Meta uses authentication to protect its service’s endpoints against abusive usage. Post-processing access data to remove personally identifiable information is an approach they found too resource-intensive. An article was published recently explaining how Meta leveraged de-identified authentication to protect their services and their user’s privacy at the same time.
De-identified authentication is a privacy-friendly form of authentication because it is accomplished with anonymous credentials, i.e., without credential metadata that could be used to identify any particular user.
Meta used anonymous credentials to implement de-identified authentication in a highly available core service called Anonymous Credential Service (ACS), built on Meta’s container orchestration framework Twine.
Anonymous credentials work with de-identified authentication because the authentication process is divided into two phases (token issuance and de-identified authentication) after a setup phase.
Source: https://engineering.fb.com/2022/03/30/security/de-identified-authentication-at-scale/
The client first obtains the server’s public information during the setup phase, including its public keys.
The token issuance phase uses blind signatures.

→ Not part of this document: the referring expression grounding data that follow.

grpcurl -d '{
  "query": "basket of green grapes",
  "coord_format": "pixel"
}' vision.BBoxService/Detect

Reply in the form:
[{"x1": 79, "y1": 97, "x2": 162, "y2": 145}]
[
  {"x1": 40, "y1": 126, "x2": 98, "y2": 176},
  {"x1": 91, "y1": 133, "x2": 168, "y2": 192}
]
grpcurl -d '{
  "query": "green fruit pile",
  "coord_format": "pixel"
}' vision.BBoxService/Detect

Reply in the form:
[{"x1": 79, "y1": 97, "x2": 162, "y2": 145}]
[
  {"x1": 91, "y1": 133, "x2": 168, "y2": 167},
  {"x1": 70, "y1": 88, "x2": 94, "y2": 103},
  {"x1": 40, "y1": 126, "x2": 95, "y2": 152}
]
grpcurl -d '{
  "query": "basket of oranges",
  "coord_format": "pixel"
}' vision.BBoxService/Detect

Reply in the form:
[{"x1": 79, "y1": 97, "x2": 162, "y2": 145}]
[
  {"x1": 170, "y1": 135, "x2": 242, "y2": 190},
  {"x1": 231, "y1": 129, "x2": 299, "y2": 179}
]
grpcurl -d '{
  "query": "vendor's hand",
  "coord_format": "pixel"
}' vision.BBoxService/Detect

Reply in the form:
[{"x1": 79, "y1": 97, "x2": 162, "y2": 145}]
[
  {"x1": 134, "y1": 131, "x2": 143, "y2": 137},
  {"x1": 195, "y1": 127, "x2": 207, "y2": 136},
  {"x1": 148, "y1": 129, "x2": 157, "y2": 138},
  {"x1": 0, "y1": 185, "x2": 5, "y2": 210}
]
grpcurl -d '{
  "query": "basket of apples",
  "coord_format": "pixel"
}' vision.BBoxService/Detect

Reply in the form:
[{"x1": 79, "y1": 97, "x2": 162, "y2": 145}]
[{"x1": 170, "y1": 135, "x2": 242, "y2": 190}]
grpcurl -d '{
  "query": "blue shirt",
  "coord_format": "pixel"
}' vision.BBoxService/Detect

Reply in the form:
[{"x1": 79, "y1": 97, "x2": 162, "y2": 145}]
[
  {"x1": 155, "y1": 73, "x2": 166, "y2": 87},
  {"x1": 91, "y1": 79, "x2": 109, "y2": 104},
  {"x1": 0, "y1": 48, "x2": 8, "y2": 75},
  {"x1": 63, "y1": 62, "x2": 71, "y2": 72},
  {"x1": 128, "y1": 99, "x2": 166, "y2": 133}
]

In the end, the client possesses a shared secret calculated from a token it created randomly and the server’s token signature. Because the signature is blind, the server has never seen the original token.
Authenticated requests are made with de-identified authentication. In these requests, the client sends the original token, the request payload and an HMAC of the payload with the shared secret. The server uses this information to verify that it validated the token during the issuance phase.
An essential requirement for the ACS service is token scope isolation, so tokens issued for one use case cannot be used in another use case. Such isolation is achieved by mandating a use case name in each ACS API request and having different server keys per use case.
Meta implemented three techniques to reduce the number of resources required by the ACS service.
The first was to allow limited reuse of previously issued tokens with use case-specific thresholds, thus reducing the number of token issuance calls made to ACS. The second involved ensuring that clients spread batched requests involving ACS randomly in time to avoid traffic spikes. These techniques minimised the use of computing resources.
The third technique had the ACS team eliminate the manual effort necessary to onboard new use cases by implementing a self-service onboarding portal to automate provisioning.
Meta leverages de-identified authentication to publish WhatsApp telemetry without collecting the user’s identity for such log requests. Another example of a use case using de-identified authentication at Meta is federated learning. This technique allows training a machine learning model while keeping sensitive data on client devices by having the devices share the model updates with the server instead of the raw data.
User privacy and de-identification are widespread concerns in the industry. Jean Yang, CEO of Akita Software, spoke at QCon 2019 about the operationalisation of privacy and compliance, mentioning de-identification.